The files in /wordcounts
and /lettercounts
are generated from the files in /corpus
. For just the file a.txt
, I can write make
dependencies like this:
all: wordcounts/a.wordcount lettercounts/a.lettercount
wordcounts/a.wordcount: corpus/a.txt
cat corpus/a.txt | wc -w > wordcounts/a.wordcount
lettercounts/a.lettercount: corpus/a.txt
cat corpus/a.txt | wc -m > lettercounts/a.lettercount
However, with thousands of files in \corpus
this Makefile will become extremely long. I want to write a Makefile that will adjust to whatever files are in \corpus
. The idea is that no matter how many files I put in /corpus
, the Makefile will automatically make all the other files. How can I do this? Is this what automake
is for?
Background Currently, I use a number of scripts to generate large csv
files, and running all of the scripts for the whole corpus takes a couple hours.
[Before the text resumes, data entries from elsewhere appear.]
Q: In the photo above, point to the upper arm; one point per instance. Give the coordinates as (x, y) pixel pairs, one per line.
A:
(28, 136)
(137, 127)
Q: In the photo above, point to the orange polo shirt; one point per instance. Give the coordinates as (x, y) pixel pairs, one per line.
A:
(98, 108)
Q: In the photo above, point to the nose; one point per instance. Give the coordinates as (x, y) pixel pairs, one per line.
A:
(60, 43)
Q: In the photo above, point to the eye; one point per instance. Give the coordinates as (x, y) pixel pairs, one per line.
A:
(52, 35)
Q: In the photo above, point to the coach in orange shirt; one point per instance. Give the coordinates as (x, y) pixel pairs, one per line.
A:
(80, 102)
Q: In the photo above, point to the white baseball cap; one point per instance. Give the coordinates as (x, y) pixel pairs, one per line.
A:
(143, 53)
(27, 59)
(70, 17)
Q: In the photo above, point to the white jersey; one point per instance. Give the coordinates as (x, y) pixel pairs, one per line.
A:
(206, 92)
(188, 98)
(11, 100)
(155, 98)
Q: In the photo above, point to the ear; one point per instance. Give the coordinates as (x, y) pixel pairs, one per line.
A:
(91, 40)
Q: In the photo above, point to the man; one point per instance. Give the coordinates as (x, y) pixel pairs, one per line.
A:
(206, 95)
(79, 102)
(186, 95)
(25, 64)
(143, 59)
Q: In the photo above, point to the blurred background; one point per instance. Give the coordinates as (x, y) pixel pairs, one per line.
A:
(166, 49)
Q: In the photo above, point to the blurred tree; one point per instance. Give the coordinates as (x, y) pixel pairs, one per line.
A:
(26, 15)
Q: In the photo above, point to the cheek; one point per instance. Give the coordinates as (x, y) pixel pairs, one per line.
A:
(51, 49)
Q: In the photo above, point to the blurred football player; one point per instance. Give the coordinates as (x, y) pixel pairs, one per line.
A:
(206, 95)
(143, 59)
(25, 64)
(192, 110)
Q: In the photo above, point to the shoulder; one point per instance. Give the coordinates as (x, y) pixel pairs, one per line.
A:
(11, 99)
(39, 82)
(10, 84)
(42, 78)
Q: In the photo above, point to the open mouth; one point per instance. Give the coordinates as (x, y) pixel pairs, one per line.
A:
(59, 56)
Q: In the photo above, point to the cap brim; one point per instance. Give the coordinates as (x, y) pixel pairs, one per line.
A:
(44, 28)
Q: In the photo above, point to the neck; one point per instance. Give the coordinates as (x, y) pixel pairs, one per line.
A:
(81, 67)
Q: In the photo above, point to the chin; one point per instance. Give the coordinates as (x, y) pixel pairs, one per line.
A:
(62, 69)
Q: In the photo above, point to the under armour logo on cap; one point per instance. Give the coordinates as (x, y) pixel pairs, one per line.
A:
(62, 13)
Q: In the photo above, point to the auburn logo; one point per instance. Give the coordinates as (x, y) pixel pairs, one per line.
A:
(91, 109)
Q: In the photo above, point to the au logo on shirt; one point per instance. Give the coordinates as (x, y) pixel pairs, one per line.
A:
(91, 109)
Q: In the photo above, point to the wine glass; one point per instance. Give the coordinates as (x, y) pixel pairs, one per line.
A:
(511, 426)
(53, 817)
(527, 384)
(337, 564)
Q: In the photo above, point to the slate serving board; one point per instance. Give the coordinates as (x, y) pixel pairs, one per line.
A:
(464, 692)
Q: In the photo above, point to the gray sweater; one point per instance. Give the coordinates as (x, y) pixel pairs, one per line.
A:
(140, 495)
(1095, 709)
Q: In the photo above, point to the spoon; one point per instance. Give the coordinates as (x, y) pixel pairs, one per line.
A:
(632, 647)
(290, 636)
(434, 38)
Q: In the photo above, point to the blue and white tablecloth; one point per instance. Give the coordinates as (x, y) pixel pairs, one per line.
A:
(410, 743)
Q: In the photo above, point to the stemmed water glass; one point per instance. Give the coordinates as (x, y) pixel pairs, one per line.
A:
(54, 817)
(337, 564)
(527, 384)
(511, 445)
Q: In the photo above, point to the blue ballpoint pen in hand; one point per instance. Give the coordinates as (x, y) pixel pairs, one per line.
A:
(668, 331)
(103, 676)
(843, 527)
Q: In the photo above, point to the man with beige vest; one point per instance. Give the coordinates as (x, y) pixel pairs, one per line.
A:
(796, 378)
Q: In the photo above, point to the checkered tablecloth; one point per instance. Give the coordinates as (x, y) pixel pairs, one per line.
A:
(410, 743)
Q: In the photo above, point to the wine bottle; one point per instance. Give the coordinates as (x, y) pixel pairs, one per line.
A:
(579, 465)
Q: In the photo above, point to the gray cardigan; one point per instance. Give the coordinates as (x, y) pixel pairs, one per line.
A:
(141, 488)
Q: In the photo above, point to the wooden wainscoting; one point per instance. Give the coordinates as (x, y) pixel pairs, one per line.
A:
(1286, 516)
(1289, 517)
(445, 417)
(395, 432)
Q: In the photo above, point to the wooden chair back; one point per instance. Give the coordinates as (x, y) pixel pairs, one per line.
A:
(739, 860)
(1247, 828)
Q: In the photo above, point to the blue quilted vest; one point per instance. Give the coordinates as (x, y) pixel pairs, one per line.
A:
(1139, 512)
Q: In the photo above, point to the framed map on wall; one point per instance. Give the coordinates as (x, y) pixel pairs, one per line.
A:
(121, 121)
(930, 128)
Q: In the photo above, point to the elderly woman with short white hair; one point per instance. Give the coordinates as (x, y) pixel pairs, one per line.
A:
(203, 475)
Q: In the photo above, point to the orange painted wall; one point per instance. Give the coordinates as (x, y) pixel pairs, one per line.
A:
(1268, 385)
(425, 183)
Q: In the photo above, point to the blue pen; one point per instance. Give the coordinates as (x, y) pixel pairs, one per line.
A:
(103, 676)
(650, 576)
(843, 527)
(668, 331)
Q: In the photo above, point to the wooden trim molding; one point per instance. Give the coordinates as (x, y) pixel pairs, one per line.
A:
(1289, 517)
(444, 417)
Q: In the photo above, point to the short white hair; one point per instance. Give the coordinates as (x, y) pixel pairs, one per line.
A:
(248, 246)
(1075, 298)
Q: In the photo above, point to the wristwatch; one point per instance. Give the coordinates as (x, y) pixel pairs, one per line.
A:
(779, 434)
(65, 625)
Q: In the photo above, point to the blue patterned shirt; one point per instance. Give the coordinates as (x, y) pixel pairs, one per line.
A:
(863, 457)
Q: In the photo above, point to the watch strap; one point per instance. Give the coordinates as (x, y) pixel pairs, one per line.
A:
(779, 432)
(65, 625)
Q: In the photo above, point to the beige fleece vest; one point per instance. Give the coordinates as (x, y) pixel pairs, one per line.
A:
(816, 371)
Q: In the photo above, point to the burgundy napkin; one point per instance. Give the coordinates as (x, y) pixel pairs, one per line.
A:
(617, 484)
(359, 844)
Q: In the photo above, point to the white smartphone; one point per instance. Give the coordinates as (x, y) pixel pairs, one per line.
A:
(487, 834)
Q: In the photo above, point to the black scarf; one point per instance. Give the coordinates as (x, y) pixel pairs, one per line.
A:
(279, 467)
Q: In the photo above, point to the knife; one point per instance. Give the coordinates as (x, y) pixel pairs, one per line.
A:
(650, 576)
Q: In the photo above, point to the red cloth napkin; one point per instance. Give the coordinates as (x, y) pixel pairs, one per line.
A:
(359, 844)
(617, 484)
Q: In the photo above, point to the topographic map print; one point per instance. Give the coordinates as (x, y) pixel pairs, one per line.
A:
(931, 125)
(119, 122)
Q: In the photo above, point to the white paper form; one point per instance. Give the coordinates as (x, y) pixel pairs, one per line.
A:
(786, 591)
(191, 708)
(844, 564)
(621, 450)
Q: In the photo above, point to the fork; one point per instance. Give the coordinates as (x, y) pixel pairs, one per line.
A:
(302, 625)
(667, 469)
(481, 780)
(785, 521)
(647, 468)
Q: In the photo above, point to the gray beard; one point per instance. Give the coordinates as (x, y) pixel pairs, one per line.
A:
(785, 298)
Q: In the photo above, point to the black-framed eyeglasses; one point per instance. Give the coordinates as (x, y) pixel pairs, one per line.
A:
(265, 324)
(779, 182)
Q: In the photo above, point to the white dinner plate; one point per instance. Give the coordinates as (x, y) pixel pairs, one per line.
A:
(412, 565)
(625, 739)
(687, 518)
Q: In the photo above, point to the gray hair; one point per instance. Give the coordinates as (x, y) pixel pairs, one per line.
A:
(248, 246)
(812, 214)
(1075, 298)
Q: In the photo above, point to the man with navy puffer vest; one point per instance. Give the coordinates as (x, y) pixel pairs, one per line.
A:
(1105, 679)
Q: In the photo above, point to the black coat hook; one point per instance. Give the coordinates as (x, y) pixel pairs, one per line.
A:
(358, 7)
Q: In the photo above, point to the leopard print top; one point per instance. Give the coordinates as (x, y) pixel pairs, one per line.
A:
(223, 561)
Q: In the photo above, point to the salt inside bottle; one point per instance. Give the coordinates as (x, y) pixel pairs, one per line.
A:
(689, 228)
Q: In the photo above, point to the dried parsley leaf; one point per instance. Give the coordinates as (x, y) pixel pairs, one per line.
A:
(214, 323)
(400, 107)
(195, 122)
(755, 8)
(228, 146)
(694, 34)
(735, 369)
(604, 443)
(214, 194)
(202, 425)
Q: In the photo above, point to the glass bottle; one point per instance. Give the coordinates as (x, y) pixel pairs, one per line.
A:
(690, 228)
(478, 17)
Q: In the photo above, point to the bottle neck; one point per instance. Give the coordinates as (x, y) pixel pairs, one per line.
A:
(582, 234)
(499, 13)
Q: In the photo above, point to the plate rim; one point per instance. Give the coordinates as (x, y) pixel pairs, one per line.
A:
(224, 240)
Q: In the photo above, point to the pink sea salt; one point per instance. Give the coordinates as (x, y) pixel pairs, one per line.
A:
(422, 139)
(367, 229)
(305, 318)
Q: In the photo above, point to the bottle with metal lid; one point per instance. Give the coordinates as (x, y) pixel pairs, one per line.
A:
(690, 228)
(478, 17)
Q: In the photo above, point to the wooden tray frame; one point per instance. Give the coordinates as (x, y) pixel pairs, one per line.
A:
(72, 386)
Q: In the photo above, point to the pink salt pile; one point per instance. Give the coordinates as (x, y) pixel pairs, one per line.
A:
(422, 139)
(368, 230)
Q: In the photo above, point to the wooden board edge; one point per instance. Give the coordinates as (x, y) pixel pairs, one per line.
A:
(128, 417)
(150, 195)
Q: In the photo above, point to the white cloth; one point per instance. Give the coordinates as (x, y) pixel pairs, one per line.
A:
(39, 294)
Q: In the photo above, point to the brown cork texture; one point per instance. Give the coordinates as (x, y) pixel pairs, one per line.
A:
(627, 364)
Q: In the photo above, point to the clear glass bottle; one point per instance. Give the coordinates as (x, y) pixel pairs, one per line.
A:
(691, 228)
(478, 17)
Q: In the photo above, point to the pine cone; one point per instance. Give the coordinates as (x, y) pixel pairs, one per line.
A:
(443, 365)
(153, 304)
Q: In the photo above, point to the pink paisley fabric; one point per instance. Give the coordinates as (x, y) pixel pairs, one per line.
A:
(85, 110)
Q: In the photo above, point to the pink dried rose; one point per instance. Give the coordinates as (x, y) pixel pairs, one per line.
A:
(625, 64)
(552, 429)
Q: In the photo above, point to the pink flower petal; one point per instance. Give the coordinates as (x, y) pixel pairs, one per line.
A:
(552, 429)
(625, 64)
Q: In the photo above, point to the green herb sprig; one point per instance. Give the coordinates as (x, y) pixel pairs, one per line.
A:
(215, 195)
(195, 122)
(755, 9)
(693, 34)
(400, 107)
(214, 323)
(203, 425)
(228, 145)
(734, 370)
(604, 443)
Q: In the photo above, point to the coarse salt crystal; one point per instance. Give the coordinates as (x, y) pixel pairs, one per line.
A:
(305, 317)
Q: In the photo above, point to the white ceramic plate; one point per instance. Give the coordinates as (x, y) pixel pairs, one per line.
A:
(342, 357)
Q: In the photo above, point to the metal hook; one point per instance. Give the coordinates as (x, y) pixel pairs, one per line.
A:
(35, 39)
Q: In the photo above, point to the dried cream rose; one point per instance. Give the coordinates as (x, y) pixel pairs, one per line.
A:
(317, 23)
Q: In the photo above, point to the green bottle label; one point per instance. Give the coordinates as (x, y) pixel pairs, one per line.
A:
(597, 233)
I need to restructure so that changes in one file will not necessitate reprocessing the whole corpus. I welcome any suggestions for how to set up the project more efficiently, if what I am suggesting is not ideal.
Here's one way to accomplish this
corpora := $(wildcard corpus/*.txt)
wordcounts := $(corpora:corpus/%.txt=wordcounts/%.wordcount)
lettercounts := $(corpora:corpus/%.txt=lettercounts/%.lettercount)
.PHONY: all
all: $(wordcounts) $(lettercounts)
$(wordcounts): wcflags += -w
$(wordcounts): wordcounts/%.wordcount: corpus/%.txt
$(lettercounts): wcflags += -m
$(lettercounts): lettercounts/%.lettercount: corpus/%.txt
$(wordcounts) $(lettercounts):
cat $< | wc $(wcflags) > $@
Run make
with the -r
flag to disable the builtin rules for maximum performance.